So, why do you feel the need to keep trying? It seems to me that the energy you expend to take him there, discuss the watching vs participating, etc. is not worth it. I think that he is just not ready for a class, and you can just wait another 6 mos or a year or whatever. M. is obviously a well-adjusted, healthy kid with just a little different social pattern than those other 3-year-olds in the class, and that is fine. I have seen him interact with people he knows and he is obviously just fine. I wouldn't worry about it, and just forget it for a while. Just be very matter-of-fact, no blaming or extended discussion, just "we decided we're not going back to gymnastics class; since you don't want to do the actual activities it's just not worth the money and my time." And I mean really, truly no blame or anything, just a very simple explanation. To me personally, 3 tries is enough and you've done your job of letting him lead the way - he seems not ready, and time to move on.

And of course he is interested in class and school and buses and stuff - it seems every single 3-year-old I know is, especially if they're unschooled.







I think if you aren't ready to send him to preschool, don't do it. You can talk and read about it plenty without actually doing it. And when you are ready, he will probably be more ready for it, too.
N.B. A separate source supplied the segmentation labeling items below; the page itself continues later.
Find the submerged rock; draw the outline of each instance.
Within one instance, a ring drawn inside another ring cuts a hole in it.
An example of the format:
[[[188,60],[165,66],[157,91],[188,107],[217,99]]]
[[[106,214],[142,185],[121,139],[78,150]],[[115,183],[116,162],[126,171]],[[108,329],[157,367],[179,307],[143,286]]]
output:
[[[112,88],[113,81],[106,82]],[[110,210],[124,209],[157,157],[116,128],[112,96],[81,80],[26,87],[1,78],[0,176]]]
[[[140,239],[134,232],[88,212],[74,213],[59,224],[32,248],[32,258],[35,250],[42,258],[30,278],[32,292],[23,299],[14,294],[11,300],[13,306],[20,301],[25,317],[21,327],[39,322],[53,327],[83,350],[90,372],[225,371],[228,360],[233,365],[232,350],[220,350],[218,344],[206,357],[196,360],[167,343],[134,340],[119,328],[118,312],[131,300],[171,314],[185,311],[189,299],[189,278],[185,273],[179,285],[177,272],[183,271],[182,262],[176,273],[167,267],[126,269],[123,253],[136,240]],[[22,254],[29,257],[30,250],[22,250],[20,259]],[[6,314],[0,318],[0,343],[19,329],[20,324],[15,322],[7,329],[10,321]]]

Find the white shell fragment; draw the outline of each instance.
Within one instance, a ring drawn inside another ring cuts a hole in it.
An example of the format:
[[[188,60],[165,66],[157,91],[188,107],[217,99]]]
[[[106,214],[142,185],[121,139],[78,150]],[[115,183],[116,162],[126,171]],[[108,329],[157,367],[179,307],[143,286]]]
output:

Good luck - I know it's not so simple when you're living it!

S.


----------



## mcsarahb (Aug 25, 2003)

Els - I can identify with the struggle between wanting to do stuff for *me* and feeling guilty about it. So I can't really tell you what to do.







But just know I hear you. I think you are ready for some *you* time in your life, since you have been raising two small children virtually alone for almost 4 years.

And in some ways, for me personally, I feel like the "me time" I crave is really "personal growth/life fulfillment" time that actually usually results in things that have positive impact on others outside my family...for example, I like to appreciate art and read things that inspire me and hang out with friends that do exciting things in the world and do volunteer work and research ways to work as a midwife and make money by helping underserved populations...all things that are fun and fulfilling in a selfish way but also affect others positively. And I have a suspicion that your "you time" would look kind of like that, too, with just slightly different key focus topics.









S.


----------



## Mama Faery (Apr 19, 2004)

Elsanne, I am weeping. I am here in every possible way, and have complete sympathy and empathy alongside you.

I have something profound to share with you (and everymama here, because it is that telling to me right now), and it made me twist inside with the realization of it;
My period was three weeks late. I should have gotten it earlier this month, MUCH earlier, and I knew I was NOT pregnant, but it was just...inexplicably late.







:
So anyway, this morning, my period comes. And hurts. A LOT. Like, more than usual to the point where I was like "god, is this normal?!?!" But I deal, and take painkillers, and nap when Rowan napped (he napped! HOLY heck!) and then I came here and read your update, Elsanne, and while I sat here with tears in my eyes my uterus CRAMPED.
Like, "HELLO, sympathy!!"
I am just floored by how I can feel so close to people without having even "met" anyone in person. It's just...yeah. *sigh*

So I guess I just wanted to say I'm here.







:

And now I am off to sit with some tea and watch a movie. DH is going out with friends tonight.

I love you all.


----------



## jstar (Jul 22, 2004)

i don't think it sounds like selfish ME generation talk at all. i think it is the talk of someone who just gained an immense amount of freedom

isaac is obsessed with school buses and i don't even think they have school buses around here for the kids

the shrieker is rolling around on the floor. it is like living with a parrot. a really talkative parrot


----------



## TurboClaudia (Nov 18, 2003)

conclusion to gymnastics saga on bloggity.










~c


----------



## Mama Faery (Apr 19, 2004)

Aww, Claudia, so sorry to hear it! But you know, you tried.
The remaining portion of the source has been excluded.